Focus on the right components to bring in $15 per exam Knowing how the CPT Rules apply for new patients, established patients, consultations and face-to-face counseling can keep you from undercoding evaluation and management services. Keep your E/M coding sharp - decide how to report each scenario below for airtight claims.
Scenario #1: Consultation, New Patient A primary-care physician requests your urologist's opinion regarding a 70-year-old patient with elevated PSA levels. The urologist takes a detailed history, performs an expanded problem-focused examination, and uses straightforward decision-making.
Coding: Report 99242 (Office consultation for a new or established patient, which requires these three key components: an expanded problem-focused history, an expanded problem-focused examination, and straightforward medical decision-making).
Why that code? When you're billing a code from the 99201-99205 (Office or other outpatient visit for the evaluation and management of a new patient) or 99241-99245 (Outpatient consultations) series, you determine the level of E/M code based on all three key components: history, examination and medical decision-making, says Rachel Reyes, CPC, coding specialist for
urology Associates of Central California in Fresno. You must choose the "lowest common denominator" - the code that matches the lowest-level service provided.
In this case, even though the urologist took a detailed history, you must base the code on the expanded problem-focused examination and straightforward medical decision-making (MDM). These lead you to code 99242. Scenario #2: Established Patient, Follow-Up A urinary tract infection patient presents for a follow-up exam and also complains of fever. The urologist's nurse takes a detailed history. The physician reviews her notes and performs a problem-focused exam with low-complexity MDM.
Coding: Report CPT 99213 (Office or other outpatient visit for the evaluation and management of an established patient, which requires at least two of these three key components: an expanded problem-focused history, an expanded problem-focused examination, and medical decision-making of low complexity).
Why that code?

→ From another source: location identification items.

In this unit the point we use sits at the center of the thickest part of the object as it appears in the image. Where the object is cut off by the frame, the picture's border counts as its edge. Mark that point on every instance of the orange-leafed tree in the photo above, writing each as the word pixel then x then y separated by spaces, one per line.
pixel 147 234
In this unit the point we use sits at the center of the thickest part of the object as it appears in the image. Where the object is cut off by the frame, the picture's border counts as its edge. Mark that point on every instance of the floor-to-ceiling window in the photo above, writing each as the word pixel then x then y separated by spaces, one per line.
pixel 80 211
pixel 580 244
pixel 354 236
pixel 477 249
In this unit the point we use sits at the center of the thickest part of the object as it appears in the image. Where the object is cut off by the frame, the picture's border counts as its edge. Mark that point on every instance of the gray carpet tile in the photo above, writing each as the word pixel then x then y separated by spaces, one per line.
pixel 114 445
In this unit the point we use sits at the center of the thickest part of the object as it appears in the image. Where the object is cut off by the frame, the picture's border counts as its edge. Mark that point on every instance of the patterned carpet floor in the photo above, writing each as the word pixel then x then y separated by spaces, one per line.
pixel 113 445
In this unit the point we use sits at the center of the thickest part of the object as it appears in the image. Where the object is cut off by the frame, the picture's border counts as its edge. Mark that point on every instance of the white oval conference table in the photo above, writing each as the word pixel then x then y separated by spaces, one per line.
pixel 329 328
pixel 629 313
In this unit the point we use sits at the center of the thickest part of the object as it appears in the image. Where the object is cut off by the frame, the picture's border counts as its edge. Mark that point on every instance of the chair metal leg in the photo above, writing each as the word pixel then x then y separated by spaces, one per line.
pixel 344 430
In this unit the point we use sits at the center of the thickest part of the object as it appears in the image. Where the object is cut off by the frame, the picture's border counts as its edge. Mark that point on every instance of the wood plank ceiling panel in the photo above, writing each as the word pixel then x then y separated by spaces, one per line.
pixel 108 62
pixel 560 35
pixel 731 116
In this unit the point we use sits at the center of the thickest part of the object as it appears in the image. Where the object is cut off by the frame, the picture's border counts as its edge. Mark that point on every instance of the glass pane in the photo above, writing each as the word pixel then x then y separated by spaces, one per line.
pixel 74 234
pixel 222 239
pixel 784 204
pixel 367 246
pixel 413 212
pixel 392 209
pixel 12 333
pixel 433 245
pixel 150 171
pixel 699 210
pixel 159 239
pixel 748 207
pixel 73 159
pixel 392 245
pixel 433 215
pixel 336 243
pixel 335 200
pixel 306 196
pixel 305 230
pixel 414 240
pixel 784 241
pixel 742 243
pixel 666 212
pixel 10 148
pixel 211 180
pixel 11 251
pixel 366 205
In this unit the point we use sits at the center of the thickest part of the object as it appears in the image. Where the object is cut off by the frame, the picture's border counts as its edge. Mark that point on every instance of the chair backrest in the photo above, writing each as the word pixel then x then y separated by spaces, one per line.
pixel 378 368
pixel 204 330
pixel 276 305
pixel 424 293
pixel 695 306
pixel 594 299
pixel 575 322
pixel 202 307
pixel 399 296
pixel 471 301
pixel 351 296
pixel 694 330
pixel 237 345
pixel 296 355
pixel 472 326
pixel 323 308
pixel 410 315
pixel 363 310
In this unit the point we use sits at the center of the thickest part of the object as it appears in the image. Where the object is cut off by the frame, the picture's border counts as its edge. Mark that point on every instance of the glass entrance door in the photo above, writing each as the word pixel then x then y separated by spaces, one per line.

Since you only need two out of the three components to report an established patient office visit (99212-99215), you can base the level of code on the two highest-level components the urologist performed. In this case, that would be the detailed history and the low-complexity MDM.
Pitfall: If you coded the above encounter using the three-out-of-three-components rule, you'd report 99212 (... a problem-focused history, problem-focused examination, straightforward medical decision-making) based on the lowest component, an error that would cut roughly $15 from the claim. Scenario #3: Established Patient, Face-to-Face Counseling The urologist notes "TT = 45 minutes and F/F = 30 minutes" and indicates that the discussion addressed the treatment options for carcinoma of the prostate.
Coding: Report 99215 (... a comprehensive history, a comprehensive examination, medical decision-making of high complexity) for the visit's total 45 minutes.